Saturday, October 3, 2015

At The Cinema - September 2015

Inside Out – 10
I gave in.  For the first time since I was a kid I went to an animated movie.  Why this one?  Because this one is getting such universal acclaim (48 out of 48 positive critical reviews on metacritic) it may even be in the Oscar Best Picture race.  I thought I better check it out.

This is the story of Riley, a happy young school girl who has been uprooted from her Minnesota home to San Francisco when her parents relocate the family.   The swirl of emotions that comes with a new school and new surroundings is portrayed in the form of inner characters like Joy (Amy Poehler), Anger (Lewis Black), and Disgust (Mindy Kaling) who live in her emotion headquarters. 

Animated and voiced to perfection, you get more involved then if the characters were flesh and blood.  Directors Pete Docter and Ronald Del Carmen pull all of this off in exactly 94 minutes of rich, beautiful story telling that I hope Judd Apatow has watched.  Brevity and humor can go hand in hand, and when it works like this, it doesn’t even test your bladder.  Obviously destined to be another Pixar classic, adult, child or curmudgeon – if you don’t enjoy this movie you have problems I can’t help you with, (although I can see it being a little harsh for a very young child.)  My primary thought on leaving the theater was that I wish I had their imagination.  
Brilliant – and it made me wonder what’s going on in my own brain.    


The Visit – 8
M. Night Shyamalan’s classic was The Sixth Sense almost 20 years ago.  I’ve often contended it ruined movies, in that the ending was such a great shock that for the next 20 years movie makers have been trying to top it, match it, or copy it.  They are rarely up to the task.  Shyamalan himself has fallen short of it, and seems to get further and further from the rarified air of that first movie, to the point of being the butt of jokes.

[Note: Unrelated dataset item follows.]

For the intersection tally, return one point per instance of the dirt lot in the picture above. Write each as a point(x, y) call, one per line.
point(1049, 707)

Until now.  Finally he has gotten close, with The Visit.  No, it’s not a classic, but it is compelling story telling, with chills and jumps and a nice twist at the end.  I don’t want to give too much away.  A mother (Kathryn Hahn) has been estranged from her parents since the day she left as a pregnant teenager to run off with her boyfriend.  They married and divorced, and mom has finally agreed to let their 2 kids visit her parents for the first time, although she wants no part of the visit.  She goes off on a cruise. 

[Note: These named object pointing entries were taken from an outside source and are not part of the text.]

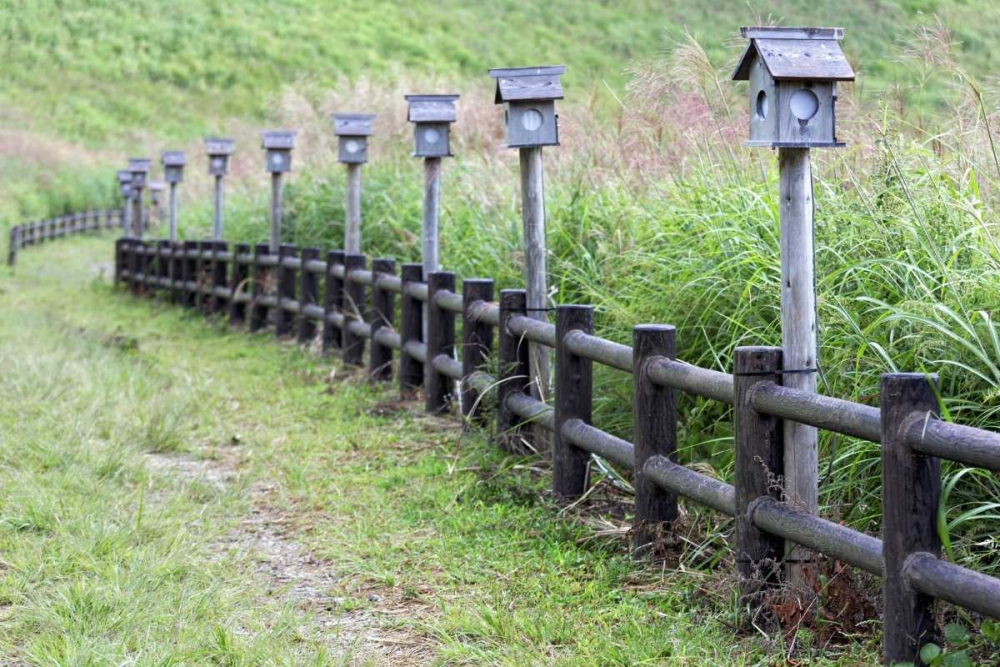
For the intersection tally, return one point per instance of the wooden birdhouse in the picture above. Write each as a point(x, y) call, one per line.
point(528, 95)
point(139, 166)
point(432, 116)
point(353, 130)
point(793, 75)
point(173, 165)
point(125, 183)
point(218, 151)
point(278, 145)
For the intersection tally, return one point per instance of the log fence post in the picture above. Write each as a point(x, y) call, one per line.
point(759, 472)
point(911, 492)
point(654, 423)
point(440, 342)
point(383, 304)
point(574, 400)
point(477, 344)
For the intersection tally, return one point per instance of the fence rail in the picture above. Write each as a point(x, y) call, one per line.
point(347, 306)
point(34, 233)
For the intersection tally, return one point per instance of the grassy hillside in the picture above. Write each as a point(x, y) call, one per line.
point(103, 70)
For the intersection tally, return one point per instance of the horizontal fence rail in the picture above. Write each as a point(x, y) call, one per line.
point(85, 222)
point(443, 339)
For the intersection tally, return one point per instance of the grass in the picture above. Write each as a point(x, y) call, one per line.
point(141, 448)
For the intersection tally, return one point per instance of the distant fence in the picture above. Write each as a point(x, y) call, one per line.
point(339, 301)
point(33, 233)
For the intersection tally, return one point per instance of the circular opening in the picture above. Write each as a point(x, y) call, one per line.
point(432, 136)
point(531, 119)
point(761, 106)
point(804, 104)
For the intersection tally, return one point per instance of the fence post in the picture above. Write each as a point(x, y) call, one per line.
point(238, 285)
point(383, 303)
point(440, 342)
point(759, 469)
point(477, 342)
point(574, 399)
point(514, 376)
point(308, 293)
point(216, 302)
point(258, 312)
point(411, 330)
point(354, 311)
point(654, 423)
point(333, 302)
point(911, 491)
point(284, 319)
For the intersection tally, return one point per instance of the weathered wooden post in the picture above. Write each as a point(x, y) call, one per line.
point(574, 401)
point(432, 116)
point(911, 493)
point(793, 75)
point(528, 95)
point(654, 423)
point(278, 145)
point(411, 331)
point(514, 368)
point(125, 190)
point(173, 172)
point(477, 343)
point(382, 306)
point(353, 130)
point(140, 177)
point(759, 467)
point(219, 152)
point(440, 343)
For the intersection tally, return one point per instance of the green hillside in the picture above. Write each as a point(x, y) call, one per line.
point(94, 70)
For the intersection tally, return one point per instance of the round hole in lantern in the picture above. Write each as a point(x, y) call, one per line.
point(762, 105)
point(432, 136)
point(804, 104)
point(531, 119)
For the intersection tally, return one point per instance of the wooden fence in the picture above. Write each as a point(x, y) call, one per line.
point(350, 306)
point(32, 233)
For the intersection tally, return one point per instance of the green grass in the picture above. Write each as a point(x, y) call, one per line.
point(112, 556)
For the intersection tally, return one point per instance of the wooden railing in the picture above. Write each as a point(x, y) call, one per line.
point(33, 233)
point(347, 307)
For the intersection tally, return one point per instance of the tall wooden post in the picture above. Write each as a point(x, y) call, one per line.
point(352, 230)
point(798, 336)
point(535, 261)
point(911, 492)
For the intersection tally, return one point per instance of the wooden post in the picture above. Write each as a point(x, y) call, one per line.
point(308, 296)
point(275, 212)
point(798, 337)
point(238, 285)
point(352, 227)
point(216, 302)
point(759, 469)
point(284, 319)
point(217, 219)
point(911, 492)
point(258, 312)
point(411, 316)
point(477, 343)
point(333, 301)
point(654, 422)
point(440, 342)
point(514, 368)
point(432, 198)
point(535, 258)
point(383, 303)
point(574, 400)
point(354, 310)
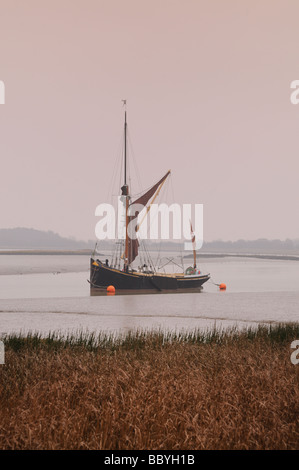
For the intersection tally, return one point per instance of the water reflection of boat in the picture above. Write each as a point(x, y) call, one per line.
point(119, 271)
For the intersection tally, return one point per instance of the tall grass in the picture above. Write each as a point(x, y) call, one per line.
point(213, 389)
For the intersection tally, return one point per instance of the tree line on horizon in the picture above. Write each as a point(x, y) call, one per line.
point(29, 238)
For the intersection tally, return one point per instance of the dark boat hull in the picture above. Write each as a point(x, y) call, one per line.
point(102, 276)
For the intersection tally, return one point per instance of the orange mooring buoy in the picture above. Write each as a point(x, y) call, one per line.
point(110, 290)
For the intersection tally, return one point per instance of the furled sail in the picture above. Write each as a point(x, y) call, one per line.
point(133, 244)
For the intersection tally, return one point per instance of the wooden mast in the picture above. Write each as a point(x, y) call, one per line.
point(125, 189)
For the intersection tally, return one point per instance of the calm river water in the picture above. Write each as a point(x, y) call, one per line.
point(51, 293)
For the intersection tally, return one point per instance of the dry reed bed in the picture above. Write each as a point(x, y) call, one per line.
point(218, 390)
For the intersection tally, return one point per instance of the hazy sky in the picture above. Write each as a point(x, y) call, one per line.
point(208, 91)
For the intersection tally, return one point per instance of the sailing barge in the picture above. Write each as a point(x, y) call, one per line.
point(121, 275)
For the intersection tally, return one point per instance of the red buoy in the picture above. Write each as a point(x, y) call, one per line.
point(110, 290)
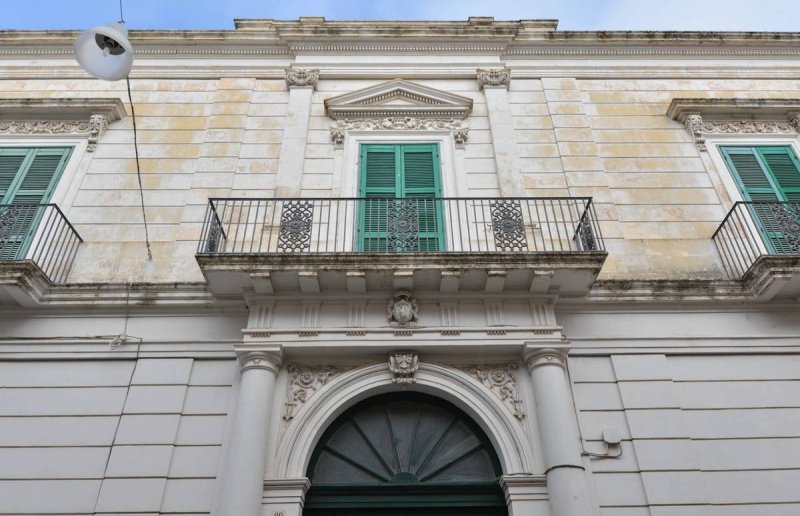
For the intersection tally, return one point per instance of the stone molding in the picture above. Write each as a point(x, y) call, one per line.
point(304, 381)
point(460, 131)
point(703, 117)
point(61, 117)
point(266, 359)
point(501, 380)
point(546, 356)
point(494, 77)
point(302, 77)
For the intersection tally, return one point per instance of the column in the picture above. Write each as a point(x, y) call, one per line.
point(495, 83)
point(558, 426)
point(243, 482)
point(301, 84)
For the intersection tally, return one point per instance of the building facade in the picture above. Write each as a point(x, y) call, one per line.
point(477, 267)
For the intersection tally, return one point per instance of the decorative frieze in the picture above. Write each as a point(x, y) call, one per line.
point(93, 128)
point(304, 382)
point(408, 123)
point(302, 77)
point(493, 77)
point(501, 380)
point(404, 367)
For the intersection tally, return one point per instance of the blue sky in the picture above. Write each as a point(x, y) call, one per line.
point(761, 15)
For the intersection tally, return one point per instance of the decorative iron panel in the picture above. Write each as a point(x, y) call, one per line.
point(402, 225)
point(508, 225)
point(297, 219)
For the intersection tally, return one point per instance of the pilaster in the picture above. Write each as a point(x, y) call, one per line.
point(301, 84)
point(495, 83)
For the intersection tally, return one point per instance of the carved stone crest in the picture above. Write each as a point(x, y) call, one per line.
point(501, 380)
point(303, 382)
point(493, 77)
point(402, 309)
point(299, 77)
point(403, 366)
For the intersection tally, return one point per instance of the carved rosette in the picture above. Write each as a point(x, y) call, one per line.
point(404, 367)
point(302, 77)
point(93, 128)
point(304, 382)
point(408, 123)
point(501, 380)
point(494, 77)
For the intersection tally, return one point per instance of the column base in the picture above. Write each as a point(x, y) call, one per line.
point(284, 496)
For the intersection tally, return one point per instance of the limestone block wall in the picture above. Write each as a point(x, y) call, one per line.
point(112, 436)
point(658, 197)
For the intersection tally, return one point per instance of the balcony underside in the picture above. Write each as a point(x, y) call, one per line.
point(561, 273)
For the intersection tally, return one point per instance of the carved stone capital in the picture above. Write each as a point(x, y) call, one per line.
point(404, 367)
point(494, 77)
point(302, 77)
point(794, 119)
point(266, 359)
point(501, 380)
point(546, 357)
point(304, 382)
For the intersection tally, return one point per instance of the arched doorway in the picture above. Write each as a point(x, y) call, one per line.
point(401, 454)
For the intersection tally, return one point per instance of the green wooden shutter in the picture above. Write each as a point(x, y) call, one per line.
point(421, 181)
point(28, 177)
point(392, 172)
point(769, 174)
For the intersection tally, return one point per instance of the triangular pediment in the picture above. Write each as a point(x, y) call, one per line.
point(398, 98)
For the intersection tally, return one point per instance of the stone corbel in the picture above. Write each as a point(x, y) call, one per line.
point(494, 77)
point(302, 77)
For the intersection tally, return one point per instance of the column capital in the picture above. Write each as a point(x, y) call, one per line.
point(302, 77)
point(536, 357)
point(494, 77)
point(268, 358)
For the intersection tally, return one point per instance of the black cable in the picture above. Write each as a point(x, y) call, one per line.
point(139, 170)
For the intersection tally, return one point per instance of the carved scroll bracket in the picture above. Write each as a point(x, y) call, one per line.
point(501, 380)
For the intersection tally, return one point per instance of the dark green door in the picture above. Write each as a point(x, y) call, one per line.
point(770, 177)
point(28, 177)
point(402, 454)
point(400, 185)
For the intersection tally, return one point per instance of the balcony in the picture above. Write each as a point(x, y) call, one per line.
point(759, 243)
point(36, 242)
point(266, 246)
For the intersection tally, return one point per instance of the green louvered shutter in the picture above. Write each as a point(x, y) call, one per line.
point(399, 183)
point(27, 180)
point(768, 174)
point(421, 182)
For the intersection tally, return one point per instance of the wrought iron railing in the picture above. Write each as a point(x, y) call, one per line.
point(41, 233)
point(400, 225)
point(754, 229)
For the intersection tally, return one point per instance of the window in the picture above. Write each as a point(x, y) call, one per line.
point(28, 177)
point(401, 186)
point(768, 178)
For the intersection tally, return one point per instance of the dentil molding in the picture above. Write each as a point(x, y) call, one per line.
point(61, 117)
point(703, 117)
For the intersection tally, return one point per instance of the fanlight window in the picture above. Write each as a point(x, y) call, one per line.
point(404, 451)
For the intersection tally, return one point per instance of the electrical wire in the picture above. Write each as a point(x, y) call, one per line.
point(138, 168)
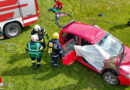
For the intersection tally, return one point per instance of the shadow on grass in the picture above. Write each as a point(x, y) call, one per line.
point(120, 26)
point(18, 57)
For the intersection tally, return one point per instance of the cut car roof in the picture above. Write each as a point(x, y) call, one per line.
point(88, 32)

It’s often just the generation gap that makes our grandparents seem a little crazy.  Here it may be just a little more.  They occupy one of those old farmhouses and exhibit a tinge of crazy, especially when the kids are sent off to their room at 9:30 each night and the lights go out.  Do you hear strange noises at night?

Becca (Olivia Dejonge) is 18 and an aspiring film maker, and her brother Tyler (Ed Oxenbould) wants to be a rapper, and naturally they are going to film their week-long encounter, assuming they survive.  It’s a Blair Witch kind of gimmick and it serves the story well.  You’ll jump, you’ll scream, and you may even rejoice that Shyamalan is on his way back. 


The Intern – 8
Robert DeNiro is the gentle-bull title character, 70 year old widower Ben Whitaker, who eschews the boredom of retirement to return to work as “senior” intern for Jules’ (Anne Hathaway} upstart dotcom.  That’s the gimmick and it’s a good one, as her exploding firm and her hectic personal life could use the steadying hand of a little maturity.  Ben is just the man.

Director Nancy Meyer’s films are usually a little antiseptic and white bread, but that’s ok because she usually picks a great cast.  This movie is no exception. Other than one breakneck break-in scene which I thought was really out of place, it seems she captures the challenging pace of the dotcom life.  Your web site could be a hit today, and gone tomorrow.  Better make hay while your internet shines.

De Niro actually plays a real character for the first time in years, instead of a variation of himself.  Anne Hathaway is like a supernova.  The camera drills in on her face and her body language, and she nails every aspect of the character.  When your face is 10 feet tall on a movie screen there’s no place to hide, and the way she carries the movie reminded me of Annette Bening’s brilliance in The American President.  Anne will win no awards for this performance - it's not that kind of role.  But it doesn’t make it any less convincing.  It will be underappreciated, and that’s a shame.  I don’t get the Hathahaters, if they really exist.  She’s an American treasure and while I’m still waiting for her to portray Judy Garland, a movie a year like this will do until then. 

What I really liked about the movie was there were really no villains – just a lot of good people trying to adapt to change.  This is a perfectly pleasant 2 hour diversion.